Sixty-two combat missions but the government says there’s no war. His mind wandered back over eight years in the service. Intelligence tests. Physical tests. Psychological tests. Six months of emotional adjustment in the screep. Primary training. Basic and advanced training. The pride and excitement of being chosen for space fighters. By the time he graduated, the United States and Russia each had several satellite stations operating, but in 1979, the United States had won the race for a permanent station on the Moon. What a grind it had been, bringing in the supplies.

A year later the Moon station had “blown up.” No warning. No survivors. Just a brand-new medium-sized crater. And six months later, the new station, almost completed, went up again. The diplomats had buzzed like hornets, with accusations and threats, but nothing could be proven—there were bombs stored at the station. The implication was clear enough. There wasn’t going to be any Moon station until one government ruled Earth. Or until the United States and Russia figured out a way to get along with each other. And so far, getting along with Russia was like trying to get along with an octopus.
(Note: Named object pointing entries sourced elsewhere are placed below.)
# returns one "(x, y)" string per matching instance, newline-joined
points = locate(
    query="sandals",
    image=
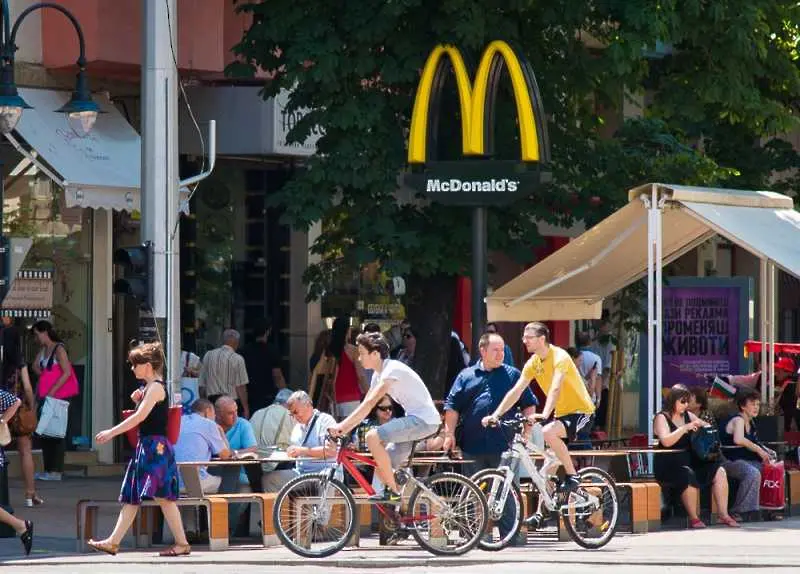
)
(27, 537)
(728, 521)
(696, 523)
(177, 550)
(103, 546)
(31, 500)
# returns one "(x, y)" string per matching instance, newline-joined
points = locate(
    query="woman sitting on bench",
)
(681, 470)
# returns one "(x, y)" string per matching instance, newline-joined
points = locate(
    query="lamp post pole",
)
(160, 172)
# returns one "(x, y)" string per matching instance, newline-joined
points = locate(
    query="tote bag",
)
(771, 495)
(53, 419)
(51, 373)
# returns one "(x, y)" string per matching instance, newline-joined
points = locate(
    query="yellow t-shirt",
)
(574, 398)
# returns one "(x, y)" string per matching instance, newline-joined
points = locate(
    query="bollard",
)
(5, 530)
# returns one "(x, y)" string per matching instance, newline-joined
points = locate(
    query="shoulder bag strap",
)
(310, 428)
(51, 360)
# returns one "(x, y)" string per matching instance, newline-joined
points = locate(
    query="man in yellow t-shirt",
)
(557, 375)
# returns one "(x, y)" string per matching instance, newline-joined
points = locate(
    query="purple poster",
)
(701, 333)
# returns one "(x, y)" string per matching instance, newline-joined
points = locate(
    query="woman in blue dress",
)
(152, 472)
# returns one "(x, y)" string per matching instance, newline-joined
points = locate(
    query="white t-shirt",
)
(408, 390)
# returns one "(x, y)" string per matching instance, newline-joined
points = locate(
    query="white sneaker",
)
(50, 476)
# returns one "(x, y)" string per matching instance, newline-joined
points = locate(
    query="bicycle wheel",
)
(491, 482)
(449, 513)
(314, 516)
(591, 512)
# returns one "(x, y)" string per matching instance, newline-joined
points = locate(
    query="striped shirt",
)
(222, 371)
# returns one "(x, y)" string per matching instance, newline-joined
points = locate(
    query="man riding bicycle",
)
(557, 375)
(400, 382)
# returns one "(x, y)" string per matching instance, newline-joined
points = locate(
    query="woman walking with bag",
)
(56, 380)
(16, 381)
(338, 381)
(152, 472)
(9, 405)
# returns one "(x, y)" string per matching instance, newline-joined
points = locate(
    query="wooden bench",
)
(146, 522)
(643, 502)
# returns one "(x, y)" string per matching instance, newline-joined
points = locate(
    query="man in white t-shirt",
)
(400, 382)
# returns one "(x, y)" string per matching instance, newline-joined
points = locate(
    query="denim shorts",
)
(399, 434)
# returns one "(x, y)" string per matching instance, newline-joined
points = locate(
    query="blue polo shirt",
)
(475, 394)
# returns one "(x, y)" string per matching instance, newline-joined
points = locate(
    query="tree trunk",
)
(430, 312)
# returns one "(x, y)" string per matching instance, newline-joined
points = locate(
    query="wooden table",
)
(190, 470)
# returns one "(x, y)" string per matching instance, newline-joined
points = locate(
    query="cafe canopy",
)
(660, 223)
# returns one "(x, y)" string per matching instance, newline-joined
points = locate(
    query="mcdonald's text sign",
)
(477, 178)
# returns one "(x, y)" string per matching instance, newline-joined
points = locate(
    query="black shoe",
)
(387, 496)
(569, 485)
(27, 537)
(535, 521)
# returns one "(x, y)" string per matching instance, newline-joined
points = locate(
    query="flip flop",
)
(103, 546)
(186, 550)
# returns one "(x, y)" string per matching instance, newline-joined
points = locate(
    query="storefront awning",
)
(101, 170)
(572, 282)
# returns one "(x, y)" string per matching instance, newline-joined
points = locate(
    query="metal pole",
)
(659, 327)
(160, 168)
(650, 314)
(479, 274)
(771, 329)
(762, 330)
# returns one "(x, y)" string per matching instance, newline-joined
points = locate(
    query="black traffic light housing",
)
(137, 278)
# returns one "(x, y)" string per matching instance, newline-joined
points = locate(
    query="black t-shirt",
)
(259, 359)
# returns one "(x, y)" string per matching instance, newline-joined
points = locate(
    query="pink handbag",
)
(51, 373)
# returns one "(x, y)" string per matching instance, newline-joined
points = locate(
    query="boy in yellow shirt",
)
(557, 375)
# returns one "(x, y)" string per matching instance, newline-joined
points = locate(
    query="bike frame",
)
(519, 453)
(347, 459)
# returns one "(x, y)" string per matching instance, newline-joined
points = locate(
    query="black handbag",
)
(705, 444)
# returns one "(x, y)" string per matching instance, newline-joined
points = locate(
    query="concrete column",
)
(102, 399)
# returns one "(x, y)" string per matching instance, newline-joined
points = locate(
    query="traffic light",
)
(137, 278)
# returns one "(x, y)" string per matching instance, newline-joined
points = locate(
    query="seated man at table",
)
(308, 440)
(201, 438)
(273, 426)
(241, 439)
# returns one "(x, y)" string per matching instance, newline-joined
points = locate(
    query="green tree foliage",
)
(718, 76)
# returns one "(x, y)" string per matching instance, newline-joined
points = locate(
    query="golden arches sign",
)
(477, 103)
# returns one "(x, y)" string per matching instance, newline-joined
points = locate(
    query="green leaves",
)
(718, 76)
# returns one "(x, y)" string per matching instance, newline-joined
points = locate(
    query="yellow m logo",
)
(477, 103)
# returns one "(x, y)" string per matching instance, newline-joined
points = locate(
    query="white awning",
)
(572, 282)
(101, 170)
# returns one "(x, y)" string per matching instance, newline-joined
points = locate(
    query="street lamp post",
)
(81, 112)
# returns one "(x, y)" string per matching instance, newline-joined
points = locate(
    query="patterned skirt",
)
(152, 472)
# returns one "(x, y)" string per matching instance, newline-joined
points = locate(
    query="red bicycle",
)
(315, 514)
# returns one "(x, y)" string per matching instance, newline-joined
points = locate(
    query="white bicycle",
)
(589, 513)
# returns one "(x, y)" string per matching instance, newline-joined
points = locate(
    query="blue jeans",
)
(484, 461)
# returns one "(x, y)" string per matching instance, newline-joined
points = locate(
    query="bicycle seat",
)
(416, 442)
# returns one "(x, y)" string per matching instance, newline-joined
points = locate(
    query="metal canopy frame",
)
(655, 203)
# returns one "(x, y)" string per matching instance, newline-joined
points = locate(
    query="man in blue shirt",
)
(241, 439)
(200, 439)
(475, 394)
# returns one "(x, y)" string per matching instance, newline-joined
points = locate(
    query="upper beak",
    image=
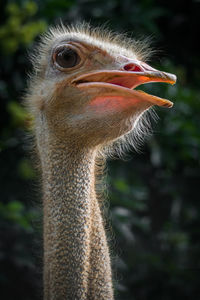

Of course there were rumors that the psych warfare boys had some gimmick cooked up, to turn the U.S.S.R. upside down in a revolution, the next time power changed hands, but he’d been hearing that one for years. Still, with four new dictators over there in the last eleven years, there was always a chance.

Anyway, he was just a space jockey, doing his job in this screwball fight out here in the empty reaches. Back on Earth, there was no war. The statesmen talked, held conferences, played international chess as ever. Neither side bothered the other’s satellites, though naturally they were on permanent alert. There just wasn’t going to be any Moon station for a while. Nobody knew what there might be on the Moon, but if one side couldn’t have it, then the other side wasn’t going to have it either.